Checking money yourself.

The notary’s office has a money check detector.
The detector will provide an intermediary.
You yourself have your own detector and bring it to the deal. An important point – you need to be able to use it!
You may have to invite a relative (acquaintance) who knows how to do this with you to the deal. If you have your own representative (intermediary), then he will help you, he has done this more than once, he has such a job.
Checking money at the bank (for you, this will be an additional cost, since the service is paid).

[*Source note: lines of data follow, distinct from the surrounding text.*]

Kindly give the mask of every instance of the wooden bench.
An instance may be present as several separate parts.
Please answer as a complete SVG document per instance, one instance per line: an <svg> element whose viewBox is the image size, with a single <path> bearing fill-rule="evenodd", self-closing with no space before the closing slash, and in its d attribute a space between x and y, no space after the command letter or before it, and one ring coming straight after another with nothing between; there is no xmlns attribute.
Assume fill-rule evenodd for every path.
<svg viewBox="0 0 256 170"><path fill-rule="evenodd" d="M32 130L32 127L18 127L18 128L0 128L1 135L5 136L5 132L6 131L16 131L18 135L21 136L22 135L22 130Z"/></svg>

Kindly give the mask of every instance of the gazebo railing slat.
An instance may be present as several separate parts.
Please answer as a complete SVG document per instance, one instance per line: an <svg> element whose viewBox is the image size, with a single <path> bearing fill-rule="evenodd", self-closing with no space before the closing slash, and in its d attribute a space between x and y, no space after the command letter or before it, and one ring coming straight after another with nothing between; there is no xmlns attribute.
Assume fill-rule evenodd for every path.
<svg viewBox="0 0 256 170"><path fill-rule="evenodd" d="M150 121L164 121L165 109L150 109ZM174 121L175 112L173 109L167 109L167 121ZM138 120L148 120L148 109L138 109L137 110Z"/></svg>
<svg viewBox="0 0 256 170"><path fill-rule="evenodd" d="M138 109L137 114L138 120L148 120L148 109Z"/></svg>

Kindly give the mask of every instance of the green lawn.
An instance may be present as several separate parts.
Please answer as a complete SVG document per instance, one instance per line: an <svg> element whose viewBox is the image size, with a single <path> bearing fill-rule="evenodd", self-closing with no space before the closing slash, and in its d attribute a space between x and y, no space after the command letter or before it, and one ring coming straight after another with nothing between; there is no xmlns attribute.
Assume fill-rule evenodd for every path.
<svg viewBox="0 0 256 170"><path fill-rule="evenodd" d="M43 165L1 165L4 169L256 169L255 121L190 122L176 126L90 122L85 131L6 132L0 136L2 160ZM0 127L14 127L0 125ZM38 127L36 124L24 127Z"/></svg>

If your transaction is carried out in a bank, and not in a notary’s office, then everything is simple:
sign contracts,
during the calculation, check the money with the help of a bank employee,
notary certifies the contract of sale.
But if the transaction is carried out in a notary’s office, and you want to check the money in the bank, then such a scheme is unlikely to suit you (it will take too much time for the notary to go to the bank and back, and I would not want to carry a large amount back and forth) . You can check the money BEFORE the transaction starts:
The Buyer and the Seller together go to the bank, where, in front of them, bank employees check the banknotes and pack them in envelopes provided by the Seller (so that the Buyer does not have the opportunity to replace them later).
The packages are sealed, and the amount is written on the stickers, which is in each specific envelope, as well as the Buyer and the Seller put their signatures.
Sealed envelopes before the transaction are with the Buyer.
Buyer and Seller go to the deal together.
The contract of sale is signed.
During the settlements on the envelopes, the integrity of the stickers is checked, the envelopes are opened, the money is recounted again and transferred to the Seller.
The contract is certified by a notary.
A good scheme, but painfully cumbersome. In my opinion, if you want to check money in a bank, then it is easier to make a deal in a bank too, by inviting a notary there.

Cashless transaction

In case of non-cash payment, money is transferred from the Seller’s account to the Buyer’s account ONLY in national currency. Accounts can be opened both in one bank and in different ones; both in the same city and in different cities.

Of course, if the accounts are in one bank, then you save on banking operations (transferring money from an account to an account within one bank is free of charge), and the procedure itself will be quick.

A tripartite agreement is concluded between the Buyer, the Seller and the bank under which money is transferred from the Buyer’s account to the Seller’s account, subject to certain conditions and upon presentation of certain documents (for example, a notarized copy of the sales contract that the Seller receives at the time of the transaction, or a certificate of an extract from the apartment).

This method is good because the process of transferring money takes place under the control of the bank, therefore, the possibility of fraud is excluded.

In addition, there are risks and disadvantages:

in the event of disputes (there are cases when a transaction “breaks down” on the eve of the appointed time), money from a blocked account can only be received through a court (unless you specifically agreed on this option when signing an agreement with the bank);
another participant appears in your transaction – the bank, if it has problems, then from now on it will be your problems too; way out – deal with reliable banks in a calm (in the political and economic sense) time;
additional expenses:
for opening an account;
interest to the bank for participation in the transaction;
money transfer from bank to bank;
expenses for the purchase of currency and cashing out money. It should be decided in advance (in the text of the preliminary contract) which costs the Seller bears and which the Buyer pays. The amount that is transferred to the account of the Seller depends on this.